Surip dulunya sempat menikah dengan perempuan kampung sebelah. Namun pernikahannya yang baru seumur jagung berakhir tragis. Ia menikam istrinya tujuh belas kali. Surip menyaksikan dengan mata-kepala sendiri saat istrinya tanpa benang sehelai pun berada di kamar bersama lelaki penjual ikan. Sepuluh tahun Surip mendekam di jeruji besi. Setelah bebas, dia mendampingiku. Meski hanya adik ipar, aku menganggapnya seperti adikku sendiri. Usia kami terpaut lima tahun. Ah, aku menyesal, mengapa kemarin harus bersitegang dengannya.
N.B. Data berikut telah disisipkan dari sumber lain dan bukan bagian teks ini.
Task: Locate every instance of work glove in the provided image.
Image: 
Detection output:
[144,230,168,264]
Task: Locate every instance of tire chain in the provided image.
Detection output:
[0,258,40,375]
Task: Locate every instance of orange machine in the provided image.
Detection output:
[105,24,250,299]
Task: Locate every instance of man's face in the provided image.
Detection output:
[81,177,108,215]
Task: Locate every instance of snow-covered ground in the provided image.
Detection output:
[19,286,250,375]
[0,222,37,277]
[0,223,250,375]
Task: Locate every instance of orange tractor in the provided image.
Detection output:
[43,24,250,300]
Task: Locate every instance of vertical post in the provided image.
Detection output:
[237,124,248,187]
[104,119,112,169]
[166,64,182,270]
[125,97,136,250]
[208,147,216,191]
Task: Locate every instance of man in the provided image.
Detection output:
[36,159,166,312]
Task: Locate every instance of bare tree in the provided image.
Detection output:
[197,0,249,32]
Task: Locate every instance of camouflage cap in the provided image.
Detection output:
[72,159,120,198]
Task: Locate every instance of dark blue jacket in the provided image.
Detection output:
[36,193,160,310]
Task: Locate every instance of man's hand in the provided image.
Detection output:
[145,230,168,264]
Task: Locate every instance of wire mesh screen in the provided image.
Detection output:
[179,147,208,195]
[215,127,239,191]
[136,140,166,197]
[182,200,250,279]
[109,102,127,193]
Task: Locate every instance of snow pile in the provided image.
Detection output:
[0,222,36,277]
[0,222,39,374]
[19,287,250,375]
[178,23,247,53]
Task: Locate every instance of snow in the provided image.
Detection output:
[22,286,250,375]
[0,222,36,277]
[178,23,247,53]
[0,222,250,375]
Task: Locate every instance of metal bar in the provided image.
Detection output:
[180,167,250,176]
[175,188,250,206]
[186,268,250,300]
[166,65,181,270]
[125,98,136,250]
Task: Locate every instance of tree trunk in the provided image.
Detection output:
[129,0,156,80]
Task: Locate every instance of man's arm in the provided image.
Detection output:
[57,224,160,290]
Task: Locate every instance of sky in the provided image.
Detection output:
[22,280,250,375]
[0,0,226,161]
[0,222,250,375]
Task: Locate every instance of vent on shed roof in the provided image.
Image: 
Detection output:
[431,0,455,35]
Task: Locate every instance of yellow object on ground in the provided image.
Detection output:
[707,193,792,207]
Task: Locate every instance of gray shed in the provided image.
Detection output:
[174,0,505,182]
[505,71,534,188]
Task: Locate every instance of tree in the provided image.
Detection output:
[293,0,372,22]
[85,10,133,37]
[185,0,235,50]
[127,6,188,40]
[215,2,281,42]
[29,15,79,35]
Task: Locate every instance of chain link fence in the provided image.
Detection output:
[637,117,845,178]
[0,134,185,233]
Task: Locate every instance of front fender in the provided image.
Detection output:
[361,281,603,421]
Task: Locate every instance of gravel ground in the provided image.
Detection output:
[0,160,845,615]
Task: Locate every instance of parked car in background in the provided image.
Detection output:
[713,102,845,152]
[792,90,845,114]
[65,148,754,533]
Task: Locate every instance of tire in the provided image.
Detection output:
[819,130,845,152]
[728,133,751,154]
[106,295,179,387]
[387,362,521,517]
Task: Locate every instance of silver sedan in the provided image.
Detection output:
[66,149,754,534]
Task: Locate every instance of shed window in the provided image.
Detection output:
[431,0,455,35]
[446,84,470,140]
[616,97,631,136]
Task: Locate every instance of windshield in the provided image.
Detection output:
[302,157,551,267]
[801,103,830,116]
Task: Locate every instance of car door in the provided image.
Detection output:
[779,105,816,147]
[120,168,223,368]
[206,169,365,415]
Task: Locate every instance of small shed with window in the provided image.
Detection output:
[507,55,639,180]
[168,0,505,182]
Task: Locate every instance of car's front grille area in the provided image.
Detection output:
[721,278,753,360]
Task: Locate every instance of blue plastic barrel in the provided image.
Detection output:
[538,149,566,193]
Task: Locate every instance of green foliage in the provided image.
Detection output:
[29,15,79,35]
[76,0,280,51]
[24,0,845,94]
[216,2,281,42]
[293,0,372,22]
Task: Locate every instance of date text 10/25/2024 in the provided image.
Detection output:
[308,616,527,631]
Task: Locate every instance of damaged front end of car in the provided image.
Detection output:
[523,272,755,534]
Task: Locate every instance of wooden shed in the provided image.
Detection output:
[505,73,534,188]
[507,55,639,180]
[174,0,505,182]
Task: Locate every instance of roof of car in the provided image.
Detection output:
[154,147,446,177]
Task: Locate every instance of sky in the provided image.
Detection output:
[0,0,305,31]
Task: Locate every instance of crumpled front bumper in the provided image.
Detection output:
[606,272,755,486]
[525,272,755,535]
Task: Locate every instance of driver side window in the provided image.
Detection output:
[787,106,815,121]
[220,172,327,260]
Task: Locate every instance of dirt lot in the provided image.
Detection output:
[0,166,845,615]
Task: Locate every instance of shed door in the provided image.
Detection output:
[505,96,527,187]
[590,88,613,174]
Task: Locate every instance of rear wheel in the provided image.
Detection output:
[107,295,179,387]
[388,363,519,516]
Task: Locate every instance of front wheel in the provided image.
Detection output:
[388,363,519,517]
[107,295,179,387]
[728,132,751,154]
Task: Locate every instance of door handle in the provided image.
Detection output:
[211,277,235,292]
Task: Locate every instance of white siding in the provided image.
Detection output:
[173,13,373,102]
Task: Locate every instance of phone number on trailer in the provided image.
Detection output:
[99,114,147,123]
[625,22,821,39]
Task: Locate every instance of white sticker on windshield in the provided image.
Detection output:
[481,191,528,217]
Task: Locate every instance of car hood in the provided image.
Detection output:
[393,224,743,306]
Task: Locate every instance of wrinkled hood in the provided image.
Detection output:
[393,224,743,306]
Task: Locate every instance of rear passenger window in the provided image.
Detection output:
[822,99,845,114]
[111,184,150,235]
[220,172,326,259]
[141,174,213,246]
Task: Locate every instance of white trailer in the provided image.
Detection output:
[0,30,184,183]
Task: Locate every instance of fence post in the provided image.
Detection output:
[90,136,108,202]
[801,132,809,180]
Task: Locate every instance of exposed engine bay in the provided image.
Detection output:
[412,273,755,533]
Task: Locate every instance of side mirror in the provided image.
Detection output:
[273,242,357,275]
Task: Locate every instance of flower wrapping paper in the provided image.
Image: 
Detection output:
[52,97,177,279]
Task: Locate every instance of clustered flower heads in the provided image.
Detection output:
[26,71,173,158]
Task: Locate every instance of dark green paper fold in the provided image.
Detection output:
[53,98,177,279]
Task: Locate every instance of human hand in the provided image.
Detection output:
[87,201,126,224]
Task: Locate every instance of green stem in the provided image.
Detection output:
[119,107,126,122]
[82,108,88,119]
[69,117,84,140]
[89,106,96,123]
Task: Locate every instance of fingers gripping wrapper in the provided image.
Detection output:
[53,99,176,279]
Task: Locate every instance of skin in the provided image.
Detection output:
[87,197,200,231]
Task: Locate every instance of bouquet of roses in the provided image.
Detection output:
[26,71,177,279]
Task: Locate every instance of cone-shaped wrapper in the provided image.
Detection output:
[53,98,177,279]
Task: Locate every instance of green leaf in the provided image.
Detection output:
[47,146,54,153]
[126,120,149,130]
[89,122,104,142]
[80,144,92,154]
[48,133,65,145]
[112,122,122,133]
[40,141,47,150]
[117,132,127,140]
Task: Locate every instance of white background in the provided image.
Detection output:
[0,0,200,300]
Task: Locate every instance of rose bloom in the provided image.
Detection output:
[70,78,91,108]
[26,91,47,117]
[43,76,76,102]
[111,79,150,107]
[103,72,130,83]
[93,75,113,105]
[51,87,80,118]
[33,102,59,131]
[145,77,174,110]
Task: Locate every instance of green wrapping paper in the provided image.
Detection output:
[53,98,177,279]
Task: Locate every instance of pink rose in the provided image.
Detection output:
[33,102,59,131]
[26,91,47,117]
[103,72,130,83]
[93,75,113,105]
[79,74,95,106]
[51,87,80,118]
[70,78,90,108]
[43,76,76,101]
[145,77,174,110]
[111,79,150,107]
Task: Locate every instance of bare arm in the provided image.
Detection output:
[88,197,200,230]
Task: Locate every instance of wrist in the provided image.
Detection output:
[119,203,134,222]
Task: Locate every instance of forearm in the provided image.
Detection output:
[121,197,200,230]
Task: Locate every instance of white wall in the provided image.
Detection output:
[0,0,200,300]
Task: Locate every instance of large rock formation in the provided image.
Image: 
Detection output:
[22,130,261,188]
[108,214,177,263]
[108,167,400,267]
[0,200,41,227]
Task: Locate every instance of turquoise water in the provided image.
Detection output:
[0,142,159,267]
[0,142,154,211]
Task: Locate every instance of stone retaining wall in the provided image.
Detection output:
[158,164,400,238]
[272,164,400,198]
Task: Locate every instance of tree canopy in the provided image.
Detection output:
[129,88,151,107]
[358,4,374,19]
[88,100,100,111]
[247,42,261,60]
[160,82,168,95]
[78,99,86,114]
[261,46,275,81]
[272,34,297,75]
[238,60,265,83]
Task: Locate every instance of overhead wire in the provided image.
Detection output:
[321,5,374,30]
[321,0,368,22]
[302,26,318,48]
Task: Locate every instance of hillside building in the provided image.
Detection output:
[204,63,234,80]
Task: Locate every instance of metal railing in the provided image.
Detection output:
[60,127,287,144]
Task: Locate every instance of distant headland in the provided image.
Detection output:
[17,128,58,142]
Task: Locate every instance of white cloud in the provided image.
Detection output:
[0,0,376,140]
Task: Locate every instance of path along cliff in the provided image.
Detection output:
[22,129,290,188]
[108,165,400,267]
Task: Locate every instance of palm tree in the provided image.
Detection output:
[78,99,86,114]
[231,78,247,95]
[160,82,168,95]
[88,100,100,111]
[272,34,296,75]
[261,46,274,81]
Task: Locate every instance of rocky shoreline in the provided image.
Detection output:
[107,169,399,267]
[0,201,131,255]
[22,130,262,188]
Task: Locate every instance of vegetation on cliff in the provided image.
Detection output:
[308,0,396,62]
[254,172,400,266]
Tapi kehadiran Surip selama ini tetap tak bisa melenyapkan bayangannya. Aku tak mengerti, apa yang menarikku jatuh ke dalam suatu ikatan batin, setipis kabut senja di puncak-puncak gunung. Aku selalu bisa menjawab pasti, mencintai matahari karena kesetiaannya menerangi bumi. Aku mencintai bumi karena pada permukaannya aku berpijak. Aku mencintai bintang karena kerlap-kerlipnya memperindah malam. Aku pun mencintai malam karena pada sepinya aku bisa merenung bijak. Tapi aku tak pernah bisa menjawab, mengapa aku begitu mencintainya.
Hari beranjak siang, sengatan sinar matahari makin terasa di kulit tuaku yang mulai keriput. Aku menggeser bangku tua itu menjauh dari cahaya matahari. Mendadak seorang lelaki melintas di hadapanku.
Aku terhenyak. Sekuat tenaga aku berteriak memanggilnya, ''Bang Sukra ..., Bang Sukra .., aku di sini!''
Lelaki itu nampak heran. Di belakangnya tiba-tiba berjalan seorang perempuan muda yang tengah mengusung keranjang ikan. ''Dasar nenek genit. Nek Mi, ini Mardun, suamiku. Sudah pikun ya ?!'' teriak perempuan itu kesal.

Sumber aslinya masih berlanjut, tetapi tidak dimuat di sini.